Thanks for linking to a complete useless, pointless and content-free Twitter post.

Re:

[Voyager529]

Thanks for linking to a complete useless, pointless and content-free Twitter post.

I thought redundancy was picked up by the lameness filter.

details on the exploit?

[xandroid]

Are there any details on the exploit beyond "Code execution and sandbox escape (medium integrity process resulted)" [twitter.com]?

A Market for Bugs?

[BenJCarter]

What if Google set up a market protocol to buy Chrome bugs? $1k each, with strict disclosure and delivery terms. We might just deplete the entire Chinese exploit arsenal in 3 months... Or at least boost the knowledge-base of Chrome using CS students everywhere.

No shit, Sherlock

[smooth wombat]

It also illustrates that Chrome's much lauded sandboxing is not a silver bullet for browser security."

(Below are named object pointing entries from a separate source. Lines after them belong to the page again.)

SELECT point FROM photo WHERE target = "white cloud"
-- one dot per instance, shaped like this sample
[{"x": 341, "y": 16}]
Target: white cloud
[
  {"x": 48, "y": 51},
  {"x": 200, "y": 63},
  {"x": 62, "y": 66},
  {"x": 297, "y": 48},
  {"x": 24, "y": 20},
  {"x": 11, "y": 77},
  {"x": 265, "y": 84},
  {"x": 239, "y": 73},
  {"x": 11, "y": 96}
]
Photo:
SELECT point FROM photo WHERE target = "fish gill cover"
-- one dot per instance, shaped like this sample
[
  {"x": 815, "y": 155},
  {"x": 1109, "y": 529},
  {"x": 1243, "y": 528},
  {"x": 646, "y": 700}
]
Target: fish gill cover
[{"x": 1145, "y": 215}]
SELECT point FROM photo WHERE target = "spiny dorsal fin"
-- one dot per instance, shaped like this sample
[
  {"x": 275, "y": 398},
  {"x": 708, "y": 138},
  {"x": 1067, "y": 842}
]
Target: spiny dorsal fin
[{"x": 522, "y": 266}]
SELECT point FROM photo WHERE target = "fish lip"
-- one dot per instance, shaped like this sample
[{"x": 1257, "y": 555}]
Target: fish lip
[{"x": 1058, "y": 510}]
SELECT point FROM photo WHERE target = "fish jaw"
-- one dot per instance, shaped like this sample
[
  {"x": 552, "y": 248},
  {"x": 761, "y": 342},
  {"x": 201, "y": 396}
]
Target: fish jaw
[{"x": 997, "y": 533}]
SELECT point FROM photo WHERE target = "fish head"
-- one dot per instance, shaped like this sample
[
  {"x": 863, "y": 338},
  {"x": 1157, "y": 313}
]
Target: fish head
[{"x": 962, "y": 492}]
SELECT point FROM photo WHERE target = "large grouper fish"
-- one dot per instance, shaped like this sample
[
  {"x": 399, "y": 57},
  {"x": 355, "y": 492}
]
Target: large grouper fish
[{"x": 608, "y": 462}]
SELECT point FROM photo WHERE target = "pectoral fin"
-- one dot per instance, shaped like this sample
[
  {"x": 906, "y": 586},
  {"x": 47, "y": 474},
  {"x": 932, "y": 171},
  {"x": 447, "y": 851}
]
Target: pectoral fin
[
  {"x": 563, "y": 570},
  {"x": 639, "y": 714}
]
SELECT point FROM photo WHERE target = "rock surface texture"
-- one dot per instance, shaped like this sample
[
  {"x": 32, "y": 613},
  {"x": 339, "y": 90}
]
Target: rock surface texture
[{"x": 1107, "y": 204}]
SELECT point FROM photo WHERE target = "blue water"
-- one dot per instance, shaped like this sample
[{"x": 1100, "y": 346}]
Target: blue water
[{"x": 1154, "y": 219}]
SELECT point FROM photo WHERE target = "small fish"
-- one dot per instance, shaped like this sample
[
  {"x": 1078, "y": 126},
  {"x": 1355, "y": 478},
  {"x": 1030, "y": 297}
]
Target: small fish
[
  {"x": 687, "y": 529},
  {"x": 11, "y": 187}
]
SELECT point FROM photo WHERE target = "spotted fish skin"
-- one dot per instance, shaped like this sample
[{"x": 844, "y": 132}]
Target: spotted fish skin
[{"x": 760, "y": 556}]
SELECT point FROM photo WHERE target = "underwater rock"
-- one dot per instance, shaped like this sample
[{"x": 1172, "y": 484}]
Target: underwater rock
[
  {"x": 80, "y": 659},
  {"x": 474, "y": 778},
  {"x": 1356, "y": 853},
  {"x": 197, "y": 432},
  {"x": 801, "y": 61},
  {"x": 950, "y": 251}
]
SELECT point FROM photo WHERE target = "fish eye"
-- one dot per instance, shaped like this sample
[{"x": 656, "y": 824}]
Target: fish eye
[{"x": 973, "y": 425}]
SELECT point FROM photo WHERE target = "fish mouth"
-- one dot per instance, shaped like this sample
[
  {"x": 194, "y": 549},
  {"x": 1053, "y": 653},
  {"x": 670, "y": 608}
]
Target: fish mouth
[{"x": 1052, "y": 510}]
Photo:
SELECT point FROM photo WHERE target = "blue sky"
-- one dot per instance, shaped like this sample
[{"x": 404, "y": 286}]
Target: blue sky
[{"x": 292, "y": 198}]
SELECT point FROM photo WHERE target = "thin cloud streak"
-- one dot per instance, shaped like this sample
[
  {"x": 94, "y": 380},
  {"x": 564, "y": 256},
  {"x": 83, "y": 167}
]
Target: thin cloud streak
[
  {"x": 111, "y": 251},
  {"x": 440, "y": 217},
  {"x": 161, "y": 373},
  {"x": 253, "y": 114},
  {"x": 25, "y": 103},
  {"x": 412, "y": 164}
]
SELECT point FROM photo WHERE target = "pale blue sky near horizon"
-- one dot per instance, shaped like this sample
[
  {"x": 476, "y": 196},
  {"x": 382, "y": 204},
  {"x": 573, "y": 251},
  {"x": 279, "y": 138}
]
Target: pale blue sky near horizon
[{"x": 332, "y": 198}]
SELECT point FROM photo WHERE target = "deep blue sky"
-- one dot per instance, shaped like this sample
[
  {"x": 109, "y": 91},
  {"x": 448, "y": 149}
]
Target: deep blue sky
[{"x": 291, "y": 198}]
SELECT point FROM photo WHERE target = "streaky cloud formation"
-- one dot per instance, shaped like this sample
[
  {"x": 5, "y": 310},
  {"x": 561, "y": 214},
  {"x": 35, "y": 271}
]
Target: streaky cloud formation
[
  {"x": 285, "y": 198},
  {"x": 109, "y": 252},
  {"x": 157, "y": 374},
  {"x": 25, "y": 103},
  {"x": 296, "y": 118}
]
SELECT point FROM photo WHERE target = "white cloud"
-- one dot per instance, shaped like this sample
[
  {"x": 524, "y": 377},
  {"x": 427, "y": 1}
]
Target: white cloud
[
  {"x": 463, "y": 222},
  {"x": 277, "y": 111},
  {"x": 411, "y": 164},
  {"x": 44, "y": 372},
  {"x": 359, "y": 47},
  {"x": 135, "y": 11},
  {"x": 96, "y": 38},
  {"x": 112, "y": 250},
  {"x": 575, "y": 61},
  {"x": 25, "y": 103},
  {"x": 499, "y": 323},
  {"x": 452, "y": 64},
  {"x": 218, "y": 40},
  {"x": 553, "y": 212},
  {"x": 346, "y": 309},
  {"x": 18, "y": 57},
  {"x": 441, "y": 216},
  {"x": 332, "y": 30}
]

When I made a comment a few weeks back that the fact that Chrome could be installed without admin privileges is a huge security hole, I was told by the "experts" on here that because Chrome was sandboxed, my comment was completely without merit.

Repeat after me: there is no such thing as a secure application. Given enough time, someone, somewhere, will find a way to circumvent any security you may

Re:

[account_deleted]

Comment removed based on user account deletion

Re:

[TWX]

Essentially. Not broke per se, just not multibillionaires.

Re:

[anubi]

I just saw some stuff on youtube that, well for me, was quite scary.

http://www.youtube.com/watch?v=fxri6DDYAdM [youtube.com]

It was about dangerous sites on the internet. Youtube has lots of links to other similar postings.

A question for fellow slashdotters... how much truth is in this? Or are they playing games with me to scare the hell out of me?

Comments invited.

Re:

[ledow]

But breaking something in a way that no-one has ever done before is a lot HARDER than either.